Es curiosa esta situación y difícil; por una parte, la contemplación de nuestros propios actos nos ahoga, porque tenemos la vida atada al capricho de la voluntad, que no deja paso a los amores eternos. Por otra, ceder nos parece una traición. La misma confusión nos ata más y las protestas —porque no llegamos a entender esta situación— resultan más agudas y los razonamientos más llenos de amargura.

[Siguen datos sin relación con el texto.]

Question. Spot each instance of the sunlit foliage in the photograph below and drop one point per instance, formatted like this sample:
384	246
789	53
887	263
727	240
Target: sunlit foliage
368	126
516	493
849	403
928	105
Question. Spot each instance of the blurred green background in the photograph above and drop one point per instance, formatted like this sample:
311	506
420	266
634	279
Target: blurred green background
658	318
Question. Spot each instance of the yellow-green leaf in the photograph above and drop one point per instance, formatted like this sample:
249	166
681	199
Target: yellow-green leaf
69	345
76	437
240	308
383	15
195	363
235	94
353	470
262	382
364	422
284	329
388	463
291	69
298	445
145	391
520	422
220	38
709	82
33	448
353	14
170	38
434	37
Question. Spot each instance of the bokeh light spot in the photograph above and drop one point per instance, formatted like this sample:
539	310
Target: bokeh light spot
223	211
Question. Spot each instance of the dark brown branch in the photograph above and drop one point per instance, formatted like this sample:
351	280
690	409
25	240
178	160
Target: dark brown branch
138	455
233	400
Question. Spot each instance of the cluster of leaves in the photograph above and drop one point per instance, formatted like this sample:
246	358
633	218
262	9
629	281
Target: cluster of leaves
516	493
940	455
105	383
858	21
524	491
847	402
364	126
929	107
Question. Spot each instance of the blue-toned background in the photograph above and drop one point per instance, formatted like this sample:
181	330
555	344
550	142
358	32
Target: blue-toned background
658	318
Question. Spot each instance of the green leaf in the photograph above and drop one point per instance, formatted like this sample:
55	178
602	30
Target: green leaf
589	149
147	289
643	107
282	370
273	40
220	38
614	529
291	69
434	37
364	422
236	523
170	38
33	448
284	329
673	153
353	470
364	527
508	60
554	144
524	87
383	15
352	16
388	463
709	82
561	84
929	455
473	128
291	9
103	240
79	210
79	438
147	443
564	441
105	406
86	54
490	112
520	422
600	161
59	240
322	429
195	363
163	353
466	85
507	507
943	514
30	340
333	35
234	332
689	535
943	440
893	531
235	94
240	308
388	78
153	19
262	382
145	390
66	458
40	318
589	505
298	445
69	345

«¿Lavarme en el Jordán?» ¡Qué absurdo!, en mi tierra hay ríos mejores que llevan más agua. Allí lo puedo hacer mejor. La voluntad anula a la obediencia en una cosa tan pequeña como es aceptar lavarse en el Jordán. ¿Con qué derecho me gobierna a mí este profeta que ni siquiera ha salido a saludarme?

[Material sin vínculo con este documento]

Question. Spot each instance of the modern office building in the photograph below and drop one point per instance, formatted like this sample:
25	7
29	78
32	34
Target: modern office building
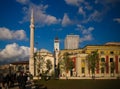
72	42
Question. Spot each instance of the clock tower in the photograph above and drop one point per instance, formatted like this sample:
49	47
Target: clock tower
56	50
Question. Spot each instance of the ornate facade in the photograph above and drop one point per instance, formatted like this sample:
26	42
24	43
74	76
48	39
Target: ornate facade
108	65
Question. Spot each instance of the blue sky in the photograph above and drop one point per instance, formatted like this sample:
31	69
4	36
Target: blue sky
95	21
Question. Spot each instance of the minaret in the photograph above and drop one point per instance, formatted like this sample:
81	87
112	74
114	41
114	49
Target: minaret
56	50
31	60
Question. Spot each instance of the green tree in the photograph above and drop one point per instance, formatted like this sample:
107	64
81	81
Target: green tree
93	60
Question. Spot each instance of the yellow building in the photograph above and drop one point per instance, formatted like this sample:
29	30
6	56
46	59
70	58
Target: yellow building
108	65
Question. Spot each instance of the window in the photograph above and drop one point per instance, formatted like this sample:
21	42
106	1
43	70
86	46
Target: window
111	52
102	70
102	52
102	59
83	70
111	59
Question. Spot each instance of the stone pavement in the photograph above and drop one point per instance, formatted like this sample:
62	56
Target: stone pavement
28	86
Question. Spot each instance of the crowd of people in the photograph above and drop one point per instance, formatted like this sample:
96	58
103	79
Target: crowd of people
8	80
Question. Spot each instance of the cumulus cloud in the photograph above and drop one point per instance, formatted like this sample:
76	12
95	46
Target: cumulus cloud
81	11
117	20
95	16
66	20
23	1
74	2
7	34
86	32
40	15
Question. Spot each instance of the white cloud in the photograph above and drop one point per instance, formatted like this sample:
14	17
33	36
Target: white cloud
14	52
86	32
66	20
95	16
40	15
81	11
74	2
117	20
7	34
23	1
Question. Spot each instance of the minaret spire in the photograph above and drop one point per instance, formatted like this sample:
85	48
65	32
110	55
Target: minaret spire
31	61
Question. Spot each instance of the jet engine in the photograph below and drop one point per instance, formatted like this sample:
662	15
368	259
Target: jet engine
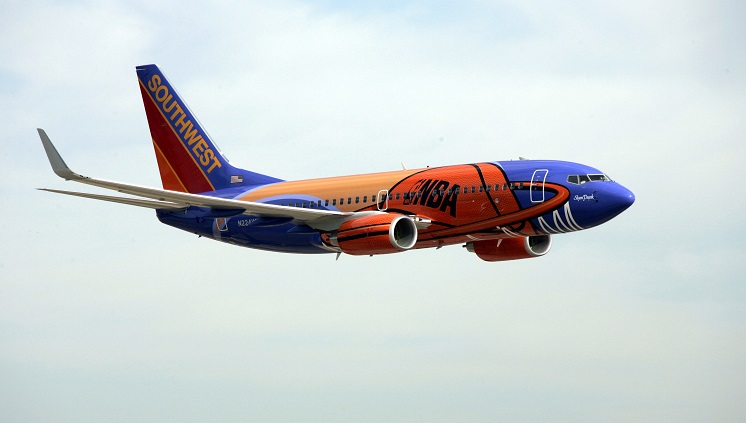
376	234
511	248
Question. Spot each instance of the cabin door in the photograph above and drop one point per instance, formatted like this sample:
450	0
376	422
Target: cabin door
383	199
537	185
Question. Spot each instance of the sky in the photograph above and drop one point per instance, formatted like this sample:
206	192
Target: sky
108	315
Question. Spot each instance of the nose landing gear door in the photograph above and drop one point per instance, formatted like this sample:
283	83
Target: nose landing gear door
537	185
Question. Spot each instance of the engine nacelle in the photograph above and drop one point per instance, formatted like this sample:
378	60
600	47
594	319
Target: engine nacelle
511	248
376	234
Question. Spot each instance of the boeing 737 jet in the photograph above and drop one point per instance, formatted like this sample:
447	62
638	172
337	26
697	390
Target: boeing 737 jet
502	210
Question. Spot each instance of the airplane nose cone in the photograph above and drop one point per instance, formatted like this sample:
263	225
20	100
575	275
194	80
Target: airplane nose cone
617	200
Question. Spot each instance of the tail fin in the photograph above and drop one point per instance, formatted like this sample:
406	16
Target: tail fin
188	159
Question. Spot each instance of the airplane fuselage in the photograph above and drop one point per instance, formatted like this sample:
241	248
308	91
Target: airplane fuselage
451	204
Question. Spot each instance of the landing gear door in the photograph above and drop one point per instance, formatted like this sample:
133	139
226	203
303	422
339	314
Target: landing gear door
537	185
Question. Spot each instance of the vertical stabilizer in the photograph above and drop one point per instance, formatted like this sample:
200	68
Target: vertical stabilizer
188	160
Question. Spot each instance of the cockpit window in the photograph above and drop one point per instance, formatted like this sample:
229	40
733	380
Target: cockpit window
581	179
599	178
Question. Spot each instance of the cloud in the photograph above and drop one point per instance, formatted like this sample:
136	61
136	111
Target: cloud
103	308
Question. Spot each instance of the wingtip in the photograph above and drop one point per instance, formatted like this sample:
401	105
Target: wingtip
58	165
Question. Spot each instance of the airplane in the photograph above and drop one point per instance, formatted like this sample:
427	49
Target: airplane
501	210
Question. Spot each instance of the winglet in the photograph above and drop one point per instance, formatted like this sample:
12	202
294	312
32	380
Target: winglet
58	165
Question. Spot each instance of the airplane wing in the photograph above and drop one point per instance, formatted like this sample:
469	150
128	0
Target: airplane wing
164	199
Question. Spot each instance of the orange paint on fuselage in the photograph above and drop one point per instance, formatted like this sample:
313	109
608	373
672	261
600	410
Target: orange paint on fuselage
463	202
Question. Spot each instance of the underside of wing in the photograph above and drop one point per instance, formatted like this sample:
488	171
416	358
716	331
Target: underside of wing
164	199
151	204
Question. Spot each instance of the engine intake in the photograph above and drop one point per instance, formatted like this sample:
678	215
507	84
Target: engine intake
511	248
376	234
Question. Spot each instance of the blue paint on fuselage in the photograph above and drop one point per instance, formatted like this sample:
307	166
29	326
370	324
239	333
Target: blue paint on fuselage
589	204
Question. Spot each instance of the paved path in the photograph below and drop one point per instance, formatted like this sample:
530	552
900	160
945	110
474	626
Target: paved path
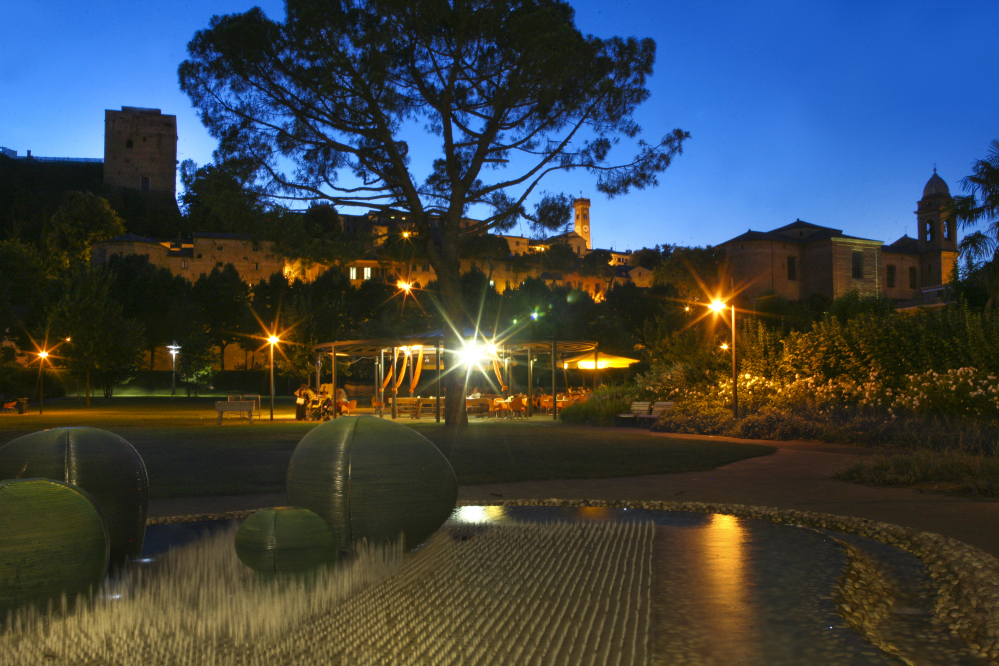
798	476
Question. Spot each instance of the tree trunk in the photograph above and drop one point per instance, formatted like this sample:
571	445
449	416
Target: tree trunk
449	283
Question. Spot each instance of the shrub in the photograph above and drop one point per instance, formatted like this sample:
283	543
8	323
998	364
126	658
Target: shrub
700	418
952	471
778	424
601	407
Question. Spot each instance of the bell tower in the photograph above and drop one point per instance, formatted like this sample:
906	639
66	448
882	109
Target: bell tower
936	229
582	222
937	239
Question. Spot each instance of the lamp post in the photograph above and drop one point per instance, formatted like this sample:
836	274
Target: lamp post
42	355
273	340
174	348
718	306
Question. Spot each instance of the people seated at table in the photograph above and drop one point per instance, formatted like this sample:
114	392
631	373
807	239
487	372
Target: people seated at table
302	398
341	400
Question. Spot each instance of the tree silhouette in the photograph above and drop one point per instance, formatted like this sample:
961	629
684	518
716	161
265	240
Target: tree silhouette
321	104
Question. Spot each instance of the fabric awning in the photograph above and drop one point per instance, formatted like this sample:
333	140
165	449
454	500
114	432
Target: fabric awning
585	361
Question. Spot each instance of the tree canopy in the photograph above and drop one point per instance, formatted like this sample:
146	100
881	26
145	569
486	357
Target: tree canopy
981	205
324	103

Es curioso comprobar que la palabra «derecho» ha saltado del anonimato a primera fila. Esgrimimos nuestros «derechos» casi con violencia. Hemos olvidado que al lado de los derechos va colocado el deber. Un deber y un derecho que aceptados harían feliz a cualquier hombre. Al aceptar solamente uno y colocarlo como meta en la vida, olvidamos que hemos nacido también con un deber que cumplir. El deber de aceptar la voluntad de Dios que se nos manifiesta de un modo directo o indirecto. Un deber que incluso «a veces solo» no es agobiante porque va acompañado de un adjetivo agradable «gustoso», ya que el primer deber es el Amor. El deber que sabe do¬blegarse a una voluntad distinta a la suya —porque interiormente reconoce su limitación—, que sabe hasta qué punto debe someterse y cuál es el momento en que el derecho puede tomar posiciones. El derecho solo es arrogante, avasallador; qué dura suena esta frase dicha en alta voz: ¿desde cuándo tengo yo que obedecer?

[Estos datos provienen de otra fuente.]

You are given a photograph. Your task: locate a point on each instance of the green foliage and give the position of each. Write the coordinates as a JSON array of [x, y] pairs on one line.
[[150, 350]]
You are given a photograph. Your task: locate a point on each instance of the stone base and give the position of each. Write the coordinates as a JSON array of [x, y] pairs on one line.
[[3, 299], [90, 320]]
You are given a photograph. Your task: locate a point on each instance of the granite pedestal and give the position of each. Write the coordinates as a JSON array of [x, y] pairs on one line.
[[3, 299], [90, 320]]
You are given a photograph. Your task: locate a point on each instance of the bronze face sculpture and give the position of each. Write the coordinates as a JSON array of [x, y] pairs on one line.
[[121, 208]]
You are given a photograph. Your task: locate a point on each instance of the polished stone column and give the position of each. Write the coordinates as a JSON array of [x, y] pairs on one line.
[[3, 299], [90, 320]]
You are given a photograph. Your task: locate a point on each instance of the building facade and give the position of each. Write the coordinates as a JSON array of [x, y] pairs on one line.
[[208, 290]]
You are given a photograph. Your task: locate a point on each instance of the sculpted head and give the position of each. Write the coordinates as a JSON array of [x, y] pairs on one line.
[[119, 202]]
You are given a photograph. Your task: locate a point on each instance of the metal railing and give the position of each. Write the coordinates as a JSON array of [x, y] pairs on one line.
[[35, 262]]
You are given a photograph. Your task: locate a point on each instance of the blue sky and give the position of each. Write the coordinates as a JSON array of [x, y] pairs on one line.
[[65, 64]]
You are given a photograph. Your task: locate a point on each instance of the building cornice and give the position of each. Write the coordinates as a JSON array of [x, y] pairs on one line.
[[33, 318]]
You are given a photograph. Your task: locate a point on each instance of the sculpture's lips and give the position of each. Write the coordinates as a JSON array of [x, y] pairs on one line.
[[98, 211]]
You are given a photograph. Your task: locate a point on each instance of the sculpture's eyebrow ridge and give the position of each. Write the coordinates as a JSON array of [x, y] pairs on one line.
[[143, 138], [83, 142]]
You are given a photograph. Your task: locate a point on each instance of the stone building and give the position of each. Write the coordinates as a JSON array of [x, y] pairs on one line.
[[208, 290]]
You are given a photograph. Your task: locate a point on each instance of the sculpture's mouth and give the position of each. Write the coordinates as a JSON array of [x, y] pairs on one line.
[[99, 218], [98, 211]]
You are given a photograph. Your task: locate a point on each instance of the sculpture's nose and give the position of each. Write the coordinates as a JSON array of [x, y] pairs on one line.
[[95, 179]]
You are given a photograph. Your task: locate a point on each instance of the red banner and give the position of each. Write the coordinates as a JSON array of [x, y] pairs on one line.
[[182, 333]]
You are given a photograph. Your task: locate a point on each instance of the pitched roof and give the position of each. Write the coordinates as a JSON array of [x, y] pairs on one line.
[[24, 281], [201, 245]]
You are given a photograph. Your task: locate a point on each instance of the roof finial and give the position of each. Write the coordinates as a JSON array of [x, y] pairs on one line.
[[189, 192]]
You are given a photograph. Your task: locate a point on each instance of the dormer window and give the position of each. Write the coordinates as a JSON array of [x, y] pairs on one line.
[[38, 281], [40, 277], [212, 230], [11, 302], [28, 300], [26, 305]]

No es extraño que la primera dañada por ese pensamiento sea la familia, o sea, el mismo hombre en su parte más débil. Nos encontramos que la soberanía del hombre sobre la mujer es empeñarse en hacerla a su modo. La mujer pretende ser considerada como ella desea. Los hijos llevan la contraria a sus padres. Y los padres quieren dominar a los hijos.
Parece que lo más importante es manifestar que «mi voluntad es ésta». Y enfrentamos entonces a la voluntad y a la obediencia: ¿por qué me han dicho que me lave siete veces en el Jordán? Yo no lo entiendo, hay ríos en Siria mucho mejores que los de Israel, tienen más agua, son más bonitos y, además, son los míos, en los que entretengo mi mirada. Es un paisaje conocido para mí. ¿Por qué el Jordán ?
Todos tenemos nuestro Jordán, cuando nos empeñamos en no hacer coincidir nuestra voluntad con la de Dios. Así comienza a flaquear en nosotros lo fundamental: «se confabulan los príncipes contra Dios y contra su Ungido».